Un avis émis par les services de renseignement iraniens, relayé samedi dans certains médias dont le Tasnim (proche des Gardiens de la Révolution), mettait en garde la population contre l’usage de pick-up ou de camions banalisés par Israël pour lancer des drones.
L’opération a également montré à quel point Israël a infiltré le territoire iranien. Des précédents existent : l’année dernière, une bombe dissimulée dans la chambre sécurisée d’Ismaïl Haniyeh, haut responsable du Hamas, avait été déclenchée à distance lors de sa visite à Téhéran.
Dans cette campagne actuelle, le Mossad aurait également mené des traques d’individus clés dans la capitale iranienne. Il ne s’agit pas de la première utilisation de drones par Israël : en 2022, l’État hébreu avait frappé un site de production de drones à Kermanshah, puis, en 2023, une usine de munitions à Ispahan.
L’opération actuelle a été préparée de longue date. Connaissant la localisation des missiles iraniens prêts à être lancés, Israël avait besoin d’une capacité de frappe depuis le sol, en raison de la distance. Les quadricoptères ont été introduits via des circuits commerciaux, parfois avec la complicité involontaire de partenaires locaux. Les chefs d’équipes ont été formés dans des pays tiers.
L’un des éléments critiques pour l’Iran, selon les renseignements israéliens, est le faible nombre de camions capables de déplacer les missiles depuis les hangars vers les rampes de lancement. Le Mossad a donc aussi ciblé ces camions, neutralisant des dizaines d’entre eux. Les équipes au sol sont restées actives jusqu’au vendredi soir.

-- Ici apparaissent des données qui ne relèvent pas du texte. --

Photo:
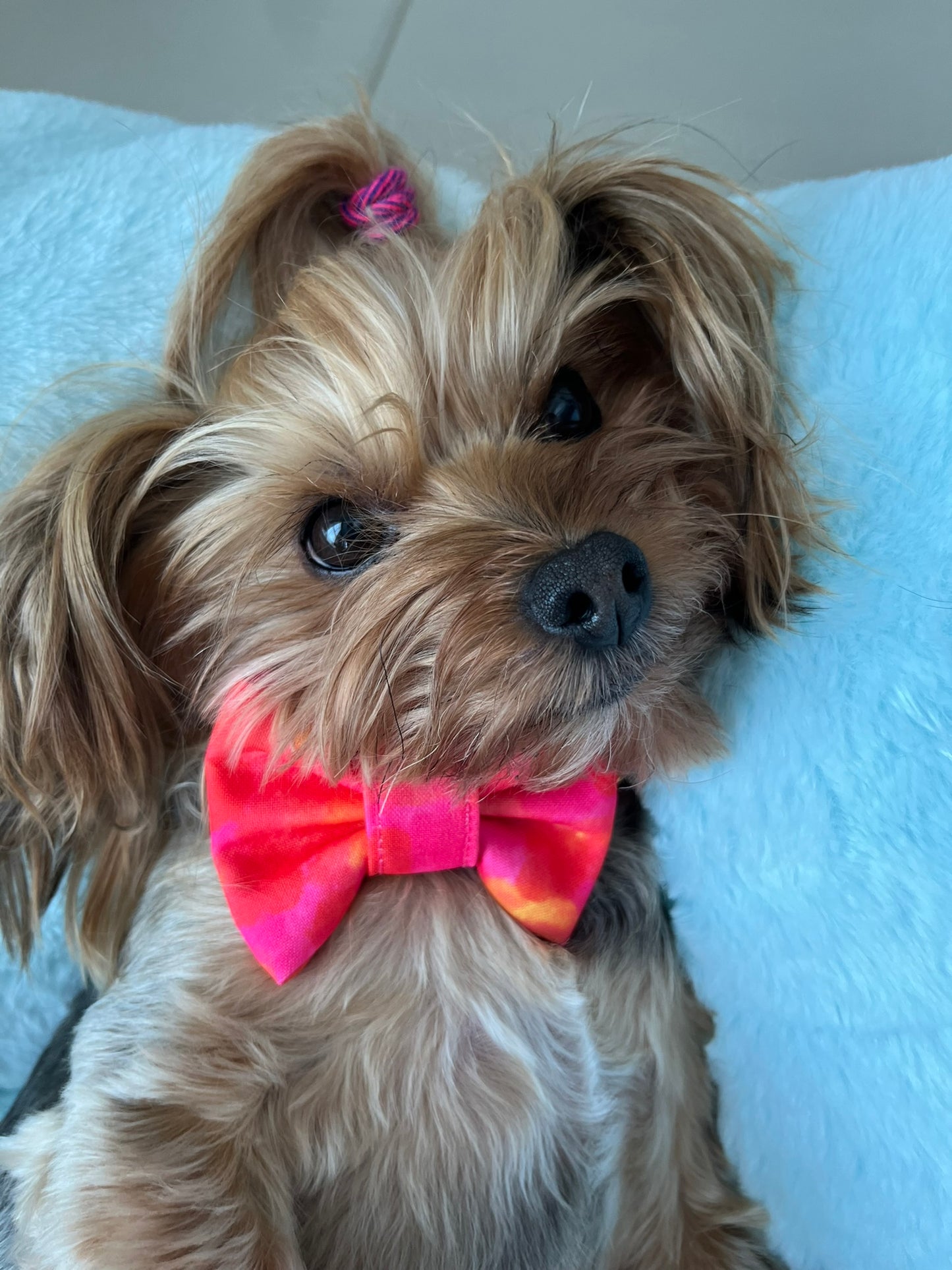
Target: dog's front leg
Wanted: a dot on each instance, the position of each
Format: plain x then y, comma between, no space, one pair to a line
145,1185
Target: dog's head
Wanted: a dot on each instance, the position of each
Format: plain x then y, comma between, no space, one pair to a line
451,507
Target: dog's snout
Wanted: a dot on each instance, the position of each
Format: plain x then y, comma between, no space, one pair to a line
597,593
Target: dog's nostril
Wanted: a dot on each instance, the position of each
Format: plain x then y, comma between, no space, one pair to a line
632,578
597,593
578,608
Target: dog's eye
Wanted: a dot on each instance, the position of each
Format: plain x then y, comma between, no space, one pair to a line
339,538
571,412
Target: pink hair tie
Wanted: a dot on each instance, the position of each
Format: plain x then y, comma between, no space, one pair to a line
386,206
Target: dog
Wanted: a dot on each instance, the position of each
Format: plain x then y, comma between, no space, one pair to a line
465,513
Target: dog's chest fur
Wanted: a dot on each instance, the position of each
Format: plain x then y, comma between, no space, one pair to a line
434,1078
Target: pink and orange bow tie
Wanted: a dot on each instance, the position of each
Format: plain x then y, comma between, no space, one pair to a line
293,850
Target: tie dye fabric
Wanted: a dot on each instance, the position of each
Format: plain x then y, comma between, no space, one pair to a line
293,849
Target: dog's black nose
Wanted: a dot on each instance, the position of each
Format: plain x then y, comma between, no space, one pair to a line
597,593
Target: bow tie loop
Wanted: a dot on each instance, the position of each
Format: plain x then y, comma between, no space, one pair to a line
293,849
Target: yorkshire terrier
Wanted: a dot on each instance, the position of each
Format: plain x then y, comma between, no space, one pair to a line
435,552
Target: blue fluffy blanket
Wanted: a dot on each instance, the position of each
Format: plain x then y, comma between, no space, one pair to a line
812,870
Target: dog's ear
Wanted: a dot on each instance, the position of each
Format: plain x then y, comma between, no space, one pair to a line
702,278
90,710
86,722
282,210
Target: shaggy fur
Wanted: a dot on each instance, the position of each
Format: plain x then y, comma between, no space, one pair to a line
437,1089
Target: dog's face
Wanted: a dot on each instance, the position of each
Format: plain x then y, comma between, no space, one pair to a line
455,507
462,520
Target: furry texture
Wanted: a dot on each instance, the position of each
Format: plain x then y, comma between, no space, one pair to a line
827,987
400,1103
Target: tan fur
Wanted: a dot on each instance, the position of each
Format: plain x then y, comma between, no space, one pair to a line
437,1089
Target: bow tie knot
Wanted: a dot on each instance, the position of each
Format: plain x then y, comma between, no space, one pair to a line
293,849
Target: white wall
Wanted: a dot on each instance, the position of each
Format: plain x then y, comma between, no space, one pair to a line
768,90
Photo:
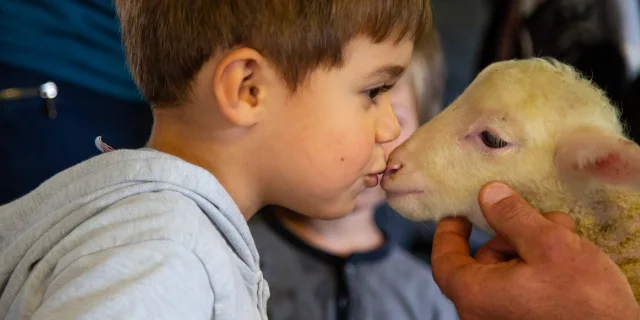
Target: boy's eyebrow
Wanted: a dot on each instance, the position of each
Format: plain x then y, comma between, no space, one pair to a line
389,71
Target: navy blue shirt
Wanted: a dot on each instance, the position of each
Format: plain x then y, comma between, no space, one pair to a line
77,41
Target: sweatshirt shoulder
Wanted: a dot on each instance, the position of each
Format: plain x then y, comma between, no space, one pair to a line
164,215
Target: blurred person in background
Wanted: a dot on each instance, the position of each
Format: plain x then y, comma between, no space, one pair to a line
63,82
600,38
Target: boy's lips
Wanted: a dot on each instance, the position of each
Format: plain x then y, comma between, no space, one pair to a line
371,180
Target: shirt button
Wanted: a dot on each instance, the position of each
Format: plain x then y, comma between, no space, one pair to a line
342,302
349,268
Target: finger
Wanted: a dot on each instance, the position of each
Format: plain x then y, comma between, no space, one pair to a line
495,250
450,254
515,220
562,219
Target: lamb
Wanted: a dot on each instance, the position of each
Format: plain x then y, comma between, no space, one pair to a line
544,129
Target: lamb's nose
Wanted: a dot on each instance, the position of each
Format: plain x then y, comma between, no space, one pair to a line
392,168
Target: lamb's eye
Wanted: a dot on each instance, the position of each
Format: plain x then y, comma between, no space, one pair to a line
492,141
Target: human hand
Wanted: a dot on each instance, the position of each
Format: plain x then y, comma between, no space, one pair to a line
535,268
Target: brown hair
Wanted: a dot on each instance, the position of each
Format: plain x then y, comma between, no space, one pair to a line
168,41
428,76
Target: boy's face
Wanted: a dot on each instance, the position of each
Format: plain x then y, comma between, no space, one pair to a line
404,105
328,136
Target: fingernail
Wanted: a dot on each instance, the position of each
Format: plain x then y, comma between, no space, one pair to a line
497,192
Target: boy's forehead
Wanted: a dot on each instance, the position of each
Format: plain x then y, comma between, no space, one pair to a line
387,59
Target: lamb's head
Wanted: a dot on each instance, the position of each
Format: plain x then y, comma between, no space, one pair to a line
535,124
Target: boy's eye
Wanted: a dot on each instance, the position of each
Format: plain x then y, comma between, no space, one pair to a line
375,92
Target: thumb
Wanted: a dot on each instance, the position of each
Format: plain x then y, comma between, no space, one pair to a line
514,219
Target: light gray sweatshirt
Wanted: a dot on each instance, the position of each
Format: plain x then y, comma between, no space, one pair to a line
130,234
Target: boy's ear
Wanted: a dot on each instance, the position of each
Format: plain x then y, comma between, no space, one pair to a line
237,87
591,153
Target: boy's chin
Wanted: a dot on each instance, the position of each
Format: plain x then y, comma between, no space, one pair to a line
369,199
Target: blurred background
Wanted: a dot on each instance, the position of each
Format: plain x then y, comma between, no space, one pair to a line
64,82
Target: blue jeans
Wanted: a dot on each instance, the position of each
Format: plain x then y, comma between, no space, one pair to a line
34,147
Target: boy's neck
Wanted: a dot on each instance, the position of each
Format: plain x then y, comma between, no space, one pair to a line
176,134
356,232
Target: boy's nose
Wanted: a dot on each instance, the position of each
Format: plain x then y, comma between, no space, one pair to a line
388,126
392,168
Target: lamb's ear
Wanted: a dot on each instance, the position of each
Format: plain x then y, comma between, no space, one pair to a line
594,154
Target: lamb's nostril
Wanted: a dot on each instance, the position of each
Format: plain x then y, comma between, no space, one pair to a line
392,168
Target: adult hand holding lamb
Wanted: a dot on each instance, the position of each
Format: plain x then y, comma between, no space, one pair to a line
535,268
546,131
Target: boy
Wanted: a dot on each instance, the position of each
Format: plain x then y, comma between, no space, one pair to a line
348,268
253,105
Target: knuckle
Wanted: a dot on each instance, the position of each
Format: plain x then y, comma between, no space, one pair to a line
557,244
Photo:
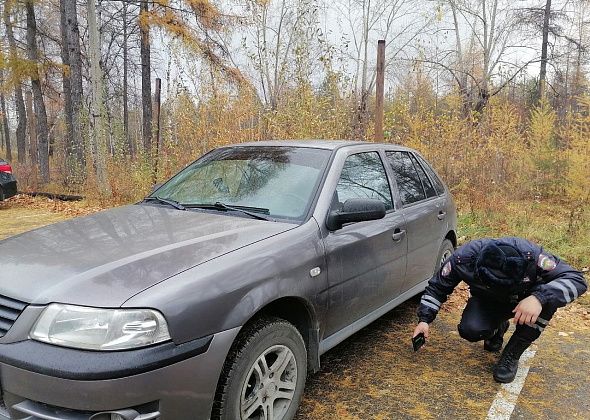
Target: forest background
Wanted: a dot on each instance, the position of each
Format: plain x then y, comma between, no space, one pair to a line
106,98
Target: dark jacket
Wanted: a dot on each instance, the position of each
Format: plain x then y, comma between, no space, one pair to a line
549,279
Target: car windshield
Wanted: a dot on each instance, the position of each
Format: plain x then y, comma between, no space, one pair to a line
278,181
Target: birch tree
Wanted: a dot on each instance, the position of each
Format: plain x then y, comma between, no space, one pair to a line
42,129
21,114
98,133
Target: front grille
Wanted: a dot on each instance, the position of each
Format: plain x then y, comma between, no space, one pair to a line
10,309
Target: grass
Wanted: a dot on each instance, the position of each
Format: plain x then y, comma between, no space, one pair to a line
547,223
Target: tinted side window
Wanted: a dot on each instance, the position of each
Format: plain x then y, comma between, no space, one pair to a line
430,192
406,176
363,176
438,185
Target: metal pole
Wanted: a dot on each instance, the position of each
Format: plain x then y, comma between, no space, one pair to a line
379,93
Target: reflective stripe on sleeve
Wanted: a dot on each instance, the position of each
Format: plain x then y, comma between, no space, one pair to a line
430,305
432,300
555,285
570,285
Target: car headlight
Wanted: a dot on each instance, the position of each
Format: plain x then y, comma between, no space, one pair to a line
99,329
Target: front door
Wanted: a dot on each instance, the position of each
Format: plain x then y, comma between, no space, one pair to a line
366,260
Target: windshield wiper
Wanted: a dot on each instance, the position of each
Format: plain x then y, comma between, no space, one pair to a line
168,201
250,211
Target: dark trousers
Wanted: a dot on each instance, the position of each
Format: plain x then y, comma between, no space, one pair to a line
482,317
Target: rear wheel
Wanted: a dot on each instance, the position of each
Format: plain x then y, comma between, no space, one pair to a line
264,374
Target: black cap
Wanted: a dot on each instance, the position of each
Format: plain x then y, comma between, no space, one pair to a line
501,265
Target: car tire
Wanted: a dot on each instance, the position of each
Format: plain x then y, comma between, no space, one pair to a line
445,251
264,374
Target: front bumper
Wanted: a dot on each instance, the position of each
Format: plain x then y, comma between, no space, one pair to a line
8,185
182,390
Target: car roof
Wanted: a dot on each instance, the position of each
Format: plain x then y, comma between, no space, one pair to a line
316,144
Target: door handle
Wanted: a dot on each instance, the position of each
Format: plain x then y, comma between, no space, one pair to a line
398,234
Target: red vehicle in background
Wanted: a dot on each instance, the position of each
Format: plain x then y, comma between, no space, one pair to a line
7,181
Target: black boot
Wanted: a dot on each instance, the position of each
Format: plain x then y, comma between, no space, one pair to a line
507,366
494,343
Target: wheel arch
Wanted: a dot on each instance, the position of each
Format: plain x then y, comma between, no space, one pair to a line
299,312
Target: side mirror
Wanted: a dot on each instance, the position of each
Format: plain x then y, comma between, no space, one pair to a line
355,210
155,187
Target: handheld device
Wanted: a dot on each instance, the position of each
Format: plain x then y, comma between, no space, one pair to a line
418,341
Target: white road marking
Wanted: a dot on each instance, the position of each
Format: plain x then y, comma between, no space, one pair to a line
506,398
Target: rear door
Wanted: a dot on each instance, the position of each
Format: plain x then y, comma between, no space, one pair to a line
424,212
366,260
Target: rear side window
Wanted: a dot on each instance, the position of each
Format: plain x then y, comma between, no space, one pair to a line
438,185
430,192
406,176
363,176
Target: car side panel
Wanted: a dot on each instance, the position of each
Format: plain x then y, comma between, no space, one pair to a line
425,234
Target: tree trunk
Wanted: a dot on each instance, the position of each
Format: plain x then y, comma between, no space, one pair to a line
42,129
146,85
543,70
32,129
75,63
70,160
98,139
129,142
5,126
21,115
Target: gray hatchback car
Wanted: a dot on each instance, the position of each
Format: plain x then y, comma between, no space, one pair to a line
217,294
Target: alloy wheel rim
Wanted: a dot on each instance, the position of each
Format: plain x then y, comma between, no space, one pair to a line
445,256
270,385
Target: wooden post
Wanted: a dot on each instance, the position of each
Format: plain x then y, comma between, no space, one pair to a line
379,93
157,106
32,128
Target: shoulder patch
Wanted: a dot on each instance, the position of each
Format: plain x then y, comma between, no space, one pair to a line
546,262
446,270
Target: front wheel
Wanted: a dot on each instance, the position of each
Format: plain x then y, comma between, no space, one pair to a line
445,251
264,374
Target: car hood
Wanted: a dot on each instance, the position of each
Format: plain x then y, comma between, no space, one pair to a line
106,258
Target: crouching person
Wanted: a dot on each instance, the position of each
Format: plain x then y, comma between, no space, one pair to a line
508,278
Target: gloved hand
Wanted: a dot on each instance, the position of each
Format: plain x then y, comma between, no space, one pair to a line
527,310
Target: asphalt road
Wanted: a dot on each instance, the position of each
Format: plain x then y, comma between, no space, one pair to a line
376,375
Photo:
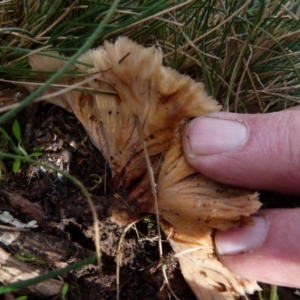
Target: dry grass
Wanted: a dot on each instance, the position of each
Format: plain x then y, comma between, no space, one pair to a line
246,53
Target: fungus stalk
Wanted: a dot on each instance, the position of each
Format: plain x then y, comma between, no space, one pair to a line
145,107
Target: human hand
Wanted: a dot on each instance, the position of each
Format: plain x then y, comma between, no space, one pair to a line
259,151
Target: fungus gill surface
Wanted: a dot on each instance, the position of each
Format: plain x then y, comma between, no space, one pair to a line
145,106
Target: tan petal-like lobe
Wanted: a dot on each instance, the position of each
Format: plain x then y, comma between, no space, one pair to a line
143,110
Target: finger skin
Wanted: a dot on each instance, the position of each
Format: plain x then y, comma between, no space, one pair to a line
269,160
277,261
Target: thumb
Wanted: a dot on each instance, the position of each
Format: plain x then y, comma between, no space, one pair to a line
259,151
268,251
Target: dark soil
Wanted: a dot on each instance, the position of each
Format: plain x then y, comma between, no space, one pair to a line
65,233
64,218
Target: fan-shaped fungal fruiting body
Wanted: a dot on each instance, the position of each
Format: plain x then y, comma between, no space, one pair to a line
143,111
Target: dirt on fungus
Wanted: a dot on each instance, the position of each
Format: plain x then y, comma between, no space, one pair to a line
65,220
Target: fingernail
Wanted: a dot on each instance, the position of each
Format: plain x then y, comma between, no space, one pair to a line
241,240
210,136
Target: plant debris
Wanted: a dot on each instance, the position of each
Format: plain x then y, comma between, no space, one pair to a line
143,110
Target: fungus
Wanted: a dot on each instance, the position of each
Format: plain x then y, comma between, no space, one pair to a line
144,108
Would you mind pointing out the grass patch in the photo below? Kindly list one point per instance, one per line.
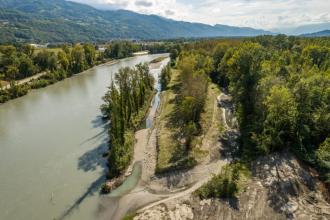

Enfin, selon Sima Shine, au-delà des dégâts matériels, la révélation publique de l’opération a un autre effet tout aussi stratégique : « Aucun haut responsable iranien ne peut désormais être certain qu’il n’est pas surveillé par le renseignement israélien — ni qu’il n’est pas une cible potentielle. Cela génère un climat de peur constant. »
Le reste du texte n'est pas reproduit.